How far the center-left and far-right oppositions go in working with Lecornu in part depends on the temperature of public opinion—and the pressure felt on the streets in the weeks ahead.
“It’s been a long time since I’ve given up trying to make sense of what Macron’s next moves are going to be,” said Hadrien, a teacher who attended an organizing meeting on September 9 outside a Paris metro stop. “What I do know is that we brought down his budget and that he’ll have to square with us.”
If he’s forced to dissolve parliament, Macron may find some consolation in the divided state of the left-wing opposition. The growing power vacuum has only aggravated the tensions between the Socialists and the far-left France Unbowed (La France Insoumise, LFI), led by Jean-Luc Mélenchon—the two key pillars of the 2024 New Popular Front alliance.
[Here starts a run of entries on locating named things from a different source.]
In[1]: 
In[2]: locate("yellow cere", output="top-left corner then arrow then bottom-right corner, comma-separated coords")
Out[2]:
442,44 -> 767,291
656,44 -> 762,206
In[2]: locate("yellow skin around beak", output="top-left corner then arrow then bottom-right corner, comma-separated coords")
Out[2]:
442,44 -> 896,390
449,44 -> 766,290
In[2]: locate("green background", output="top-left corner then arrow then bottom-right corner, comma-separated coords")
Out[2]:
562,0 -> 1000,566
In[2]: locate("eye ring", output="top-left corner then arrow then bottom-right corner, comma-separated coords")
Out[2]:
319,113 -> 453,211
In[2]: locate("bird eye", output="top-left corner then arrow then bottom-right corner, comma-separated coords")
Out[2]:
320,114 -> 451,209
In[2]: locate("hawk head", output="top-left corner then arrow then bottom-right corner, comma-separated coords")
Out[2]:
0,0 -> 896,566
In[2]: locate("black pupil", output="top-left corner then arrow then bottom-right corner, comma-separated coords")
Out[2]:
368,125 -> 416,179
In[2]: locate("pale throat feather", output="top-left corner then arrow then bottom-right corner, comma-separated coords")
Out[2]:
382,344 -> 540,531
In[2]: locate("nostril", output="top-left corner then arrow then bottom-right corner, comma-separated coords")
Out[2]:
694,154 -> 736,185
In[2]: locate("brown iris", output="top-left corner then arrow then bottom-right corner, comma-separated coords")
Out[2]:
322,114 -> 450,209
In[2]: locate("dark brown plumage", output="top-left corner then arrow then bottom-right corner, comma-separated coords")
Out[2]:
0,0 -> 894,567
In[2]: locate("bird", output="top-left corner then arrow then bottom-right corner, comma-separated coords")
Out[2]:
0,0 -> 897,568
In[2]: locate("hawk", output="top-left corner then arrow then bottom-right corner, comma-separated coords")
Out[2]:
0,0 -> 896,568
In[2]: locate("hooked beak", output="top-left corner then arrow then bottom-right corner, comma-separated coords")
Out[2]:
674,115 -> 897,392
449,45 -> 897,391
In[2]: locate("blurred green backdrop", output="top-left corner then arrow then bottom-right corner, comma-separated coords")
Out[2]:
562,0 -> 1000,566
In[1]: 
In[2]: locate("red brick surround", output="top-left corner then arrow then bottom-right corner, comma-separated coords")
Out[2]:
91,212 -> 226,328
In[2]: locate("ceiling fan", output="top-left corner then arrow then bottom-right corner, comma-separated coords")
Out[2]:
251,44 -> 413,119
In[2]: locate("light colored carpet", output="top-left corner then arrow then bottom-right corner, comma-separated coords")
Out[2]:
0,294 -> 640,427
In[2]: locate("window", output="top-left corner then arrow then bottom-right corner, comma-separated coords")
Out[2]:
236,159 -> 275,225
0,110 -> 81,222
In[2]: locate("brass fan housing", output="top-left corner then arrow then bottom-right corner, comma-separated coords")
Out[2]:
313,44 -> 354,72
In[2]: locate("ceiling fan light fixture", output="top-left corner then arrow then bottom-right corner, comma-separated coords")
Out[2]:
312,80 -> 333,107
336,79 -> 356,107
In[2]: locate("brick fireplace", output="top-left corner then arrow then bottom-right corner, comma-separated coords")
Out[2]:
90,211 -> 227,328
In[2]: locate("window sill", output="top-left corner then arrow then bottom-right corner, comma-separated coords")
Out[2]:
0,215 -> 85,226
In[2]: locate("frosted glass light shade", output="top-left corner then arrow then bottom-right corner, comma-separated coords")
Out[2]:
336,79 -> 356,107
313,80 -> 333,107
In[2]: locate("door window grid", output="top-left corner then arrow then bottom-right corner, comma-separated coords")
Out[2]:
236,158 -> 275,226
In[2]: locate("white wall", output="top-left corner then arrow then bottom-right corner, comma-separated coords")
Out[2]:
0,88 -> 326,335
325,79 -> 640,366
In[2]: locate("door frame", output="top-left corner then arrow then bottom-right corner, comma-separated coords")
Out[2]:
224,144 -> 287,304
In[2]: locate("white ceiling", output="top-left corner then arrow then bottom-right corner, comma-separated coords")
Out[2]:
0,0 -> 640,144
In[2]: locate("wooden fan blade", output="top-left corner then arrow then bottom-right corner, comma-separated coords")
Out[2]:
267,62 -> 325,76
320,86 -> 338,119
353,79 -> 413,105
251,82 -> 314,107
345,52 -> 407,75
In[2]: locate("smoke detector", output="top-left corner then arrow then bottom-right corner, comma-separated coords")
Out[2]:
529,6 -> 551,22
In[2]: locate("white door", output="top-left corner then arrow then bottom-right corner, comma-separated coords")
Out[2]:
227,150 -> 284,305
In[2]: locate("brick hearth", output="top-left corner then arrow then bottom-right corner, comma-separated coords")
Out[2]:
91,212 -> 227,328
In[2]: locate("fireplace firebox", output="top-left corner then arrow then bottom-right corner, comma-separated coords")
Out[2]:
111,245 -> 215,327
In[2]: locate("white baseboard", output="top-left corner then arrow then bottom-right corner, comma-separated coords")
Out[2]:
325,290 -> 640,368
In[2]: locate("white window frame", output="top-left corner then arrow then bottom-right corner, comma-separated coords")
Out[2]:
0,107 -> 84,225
LFI has denounced the PS’s new overture to the center as a betrayal. Yet its insistence that Macron resign, provoking new presidential elections, is in part an attempt to shore up the Mélenchonist force’s position as the dominant party on the left. Both LFI and the PS have ruled out a full reboot of the 2024 alliance, as unionist voices struggle to rise above the acrimony between the center left and far left.
That’s all the more dangerous, because new elections are perhaps the only way out of the stalemate.